Attract and retain the best
For senior staff who perceive CSR programs as a hassle, more work or a distraction – it could be worth reminding them what a powerful tool for staff retention such programs can be. Engaging with CSR can significantly boost employee morale, leading to higher employee satisfaction and ultimately a higher staff retention rate.
Millennials entering the workforce are particularly engaged with companies that do good, with more than 80 per cent consistently indicating they are conscious of how a company gives back or is sustainable. Millennials are more aware of businesses that have a conscience than previous generations and view socially responsible organisations as desirable workplaces.
Speak with your staff regularly to check the program is still working
So, you’ve consulted your team about what cause the organisation should support, your CSR program has kicked off and is running well – but how do you ensure it lasts? What if a number of people who were instrumental in choosing the program move on? Will new team members be as committed? This is where regular evaluation comes in.
By regular I’m not suggesting every six months, a successful CSR program takes considerable planning plus an investment in time and money, so you’re not going to turn around and say goodbye that quickly. However, if enthusiasm and staff involvement appear to be waning, check in with your team. If it’s clear they would prefer the organisation be directing its resources elsewhere, it might be time to consult them on what cause they’d rather be supporting. Sometimes it isn’t necessary to choose a new cause, it’s just a case of changing up what you’re doing, such as giving staff more hands-on exposure.
Recognise and celebrate
Staff deserve to be updated on the results of your CSR program and to be recognised for their efforts in making them happen. In addition, your organisation’s efforts should be celebrated. While it seems obvious, this aspect is often overlooked as we get caught up in the planning and execution. Make sure to set aside time to share positive results with the team and to come together to celebrate.

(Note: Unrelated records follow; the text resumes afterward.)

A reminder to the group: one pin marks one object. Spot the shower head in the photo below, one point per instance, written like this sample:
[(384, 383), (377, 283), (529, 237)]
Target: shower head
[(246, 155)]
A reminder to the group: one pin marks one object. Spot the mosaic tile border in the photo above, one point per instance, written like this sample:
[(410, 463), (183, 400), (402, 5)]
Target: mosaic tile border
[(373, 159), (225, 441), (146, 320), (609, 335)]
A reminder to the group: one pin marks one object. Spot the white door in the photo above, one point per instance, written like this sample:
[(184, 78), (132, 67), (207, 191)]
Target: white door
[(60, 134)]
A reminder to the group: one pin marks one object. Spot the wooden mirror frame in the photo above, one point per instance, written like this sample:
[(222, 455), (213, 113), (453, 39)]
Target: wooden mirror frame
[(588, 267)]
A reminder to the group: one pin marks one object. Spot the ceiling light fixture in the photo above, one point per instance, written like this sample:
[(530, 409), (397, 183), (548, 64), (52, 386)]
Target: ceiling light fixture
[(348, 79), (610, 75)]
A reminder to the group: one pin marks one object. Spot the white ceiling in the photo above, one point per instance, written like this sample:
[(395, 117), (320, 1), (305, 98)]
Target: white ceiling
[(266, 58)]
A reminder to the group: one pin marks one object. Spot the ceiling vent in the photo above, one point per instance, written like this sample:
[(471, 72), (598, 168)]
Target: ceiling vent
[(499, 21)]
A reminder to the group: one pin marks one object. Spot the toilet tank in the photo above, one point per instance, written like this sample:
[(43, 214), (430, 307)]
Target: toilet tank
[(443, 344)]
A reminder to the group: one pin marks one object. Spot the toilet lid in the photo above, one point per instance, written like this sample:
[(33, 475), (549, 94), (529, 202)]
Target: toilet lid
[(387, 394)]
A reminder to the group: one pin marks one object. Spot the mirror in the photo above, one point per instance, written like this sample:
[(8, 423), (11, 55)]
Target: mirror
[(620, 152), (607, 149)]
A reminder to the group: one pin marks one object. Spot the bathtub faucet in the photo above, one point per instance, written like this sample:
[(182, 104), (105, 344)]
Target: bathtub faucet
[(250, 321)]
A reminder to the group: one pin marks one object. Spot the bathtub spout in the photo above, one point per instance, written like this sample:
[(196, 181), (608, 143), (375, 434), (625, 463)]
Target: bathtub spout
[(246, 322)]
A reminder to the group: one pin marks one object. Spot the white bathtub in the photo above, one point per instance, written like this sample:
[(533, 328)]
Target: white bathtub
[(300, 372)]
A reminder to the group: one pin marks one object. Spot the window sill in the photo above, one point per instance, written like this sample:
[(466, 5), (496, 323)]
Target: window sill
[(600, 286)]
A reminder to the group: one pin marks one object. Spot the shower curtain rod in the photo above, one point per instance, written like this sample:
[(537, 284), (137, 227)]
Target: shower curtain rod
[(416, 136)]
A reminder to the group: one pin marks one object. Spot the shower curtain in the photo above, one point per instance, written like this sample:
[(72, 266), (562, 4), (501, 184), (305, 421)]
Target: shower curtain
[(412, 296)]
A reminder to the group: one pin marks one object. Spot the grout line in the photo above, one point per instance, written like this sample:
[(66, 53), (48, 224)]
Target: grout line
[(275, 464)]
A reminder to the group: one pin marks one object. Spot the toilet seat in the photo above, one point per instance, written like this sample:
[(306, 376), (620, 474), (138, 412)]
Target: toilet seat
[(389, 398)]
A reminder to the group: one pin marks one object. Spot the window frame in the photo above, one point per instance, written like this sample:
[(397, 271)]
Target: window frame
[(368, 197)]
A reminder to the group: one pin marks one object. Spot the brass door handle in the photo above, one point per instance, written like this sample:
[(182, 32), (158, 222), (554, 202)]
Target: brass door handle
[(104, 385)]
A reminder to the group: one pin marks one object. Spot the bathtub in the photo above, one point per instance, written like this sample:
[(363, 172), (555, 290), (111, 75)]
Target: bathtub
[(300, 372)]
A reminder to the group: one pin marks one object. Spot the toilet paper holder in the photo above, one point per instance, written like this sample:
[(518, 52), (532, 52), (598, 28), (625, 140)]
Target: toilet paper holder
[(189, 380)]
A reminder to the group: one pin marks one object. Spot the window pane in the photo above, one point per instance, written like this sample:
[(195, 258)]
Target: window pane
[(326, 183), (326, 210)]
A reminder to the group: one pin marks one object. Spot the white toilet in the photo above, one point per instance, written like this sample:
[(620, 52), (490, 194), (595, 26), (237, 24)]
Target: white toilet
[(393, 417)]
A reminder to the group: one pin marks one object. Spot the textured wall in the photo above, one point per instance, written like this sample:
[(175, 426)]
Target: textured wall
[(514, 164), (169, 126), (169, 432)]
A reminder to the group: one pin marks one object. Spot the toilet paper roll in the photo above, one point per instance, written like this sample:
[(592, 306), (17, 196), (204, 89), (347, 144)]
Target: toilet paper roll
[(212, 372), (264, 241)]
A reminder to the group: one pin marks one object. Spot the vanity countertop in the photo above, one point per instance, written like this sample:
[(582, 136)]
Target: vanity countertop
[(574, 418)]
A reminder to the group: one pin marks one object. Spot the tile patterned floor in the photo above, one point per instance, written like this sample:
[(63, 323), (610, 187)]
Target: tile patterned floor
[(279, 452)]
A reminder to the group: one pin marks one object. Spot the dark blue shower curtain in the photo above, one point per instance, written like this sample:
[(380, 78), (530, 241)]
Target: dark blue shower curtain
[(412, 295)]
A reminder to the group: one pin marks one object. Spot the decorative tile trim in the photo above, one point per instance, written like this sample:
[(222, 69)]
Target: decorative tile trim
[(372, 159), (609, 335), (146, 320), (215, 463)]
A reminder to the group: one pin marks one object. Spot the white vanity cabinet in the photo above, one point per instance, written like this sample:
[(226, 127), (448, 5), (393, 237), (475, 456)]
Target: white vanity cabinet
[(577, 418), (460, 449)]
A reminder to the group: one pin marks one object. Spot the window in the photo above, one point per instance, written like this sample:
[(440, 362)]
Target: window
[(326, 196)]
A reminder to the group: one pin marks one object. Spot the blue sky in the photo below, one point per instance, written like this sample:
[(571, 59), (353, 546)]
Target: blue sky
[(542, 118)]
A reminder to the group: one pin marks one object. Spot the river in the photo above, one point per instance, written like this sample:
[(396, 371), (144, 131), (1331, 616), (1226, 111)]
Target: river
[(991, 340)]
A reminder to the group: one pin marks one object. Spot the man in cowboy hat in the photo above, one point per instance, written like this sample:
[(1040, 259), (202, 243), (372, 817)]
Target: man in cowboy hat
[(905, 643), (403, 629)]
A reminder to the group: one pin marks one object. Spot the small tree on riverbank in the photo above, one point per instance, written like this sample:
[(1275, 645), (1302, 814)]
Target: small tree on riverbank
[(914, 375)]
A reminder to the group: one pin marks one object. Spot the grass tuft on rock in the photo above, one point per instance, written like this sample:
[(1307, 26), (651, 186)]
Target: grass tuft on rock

When it works well, it carries on
When CSR programs are well-managed, staff feel connected to the cause and are more willing to work on its behalf in their own ways. In some cases, successful CSR programs result in proactive contributions from staff, such as volunteering or donations in the form of salary sacrificing. They feel such a connection to the cause that they want to contribute in their own way.
While I’ve touched on the importance of checking in with your staff to see if your chosen cause still resonates with them, when CSR programs are done well they can carry on over time and endure beyond the team who introduces them. They give your brand an ongoing heart and ensure it is recognised for doing good.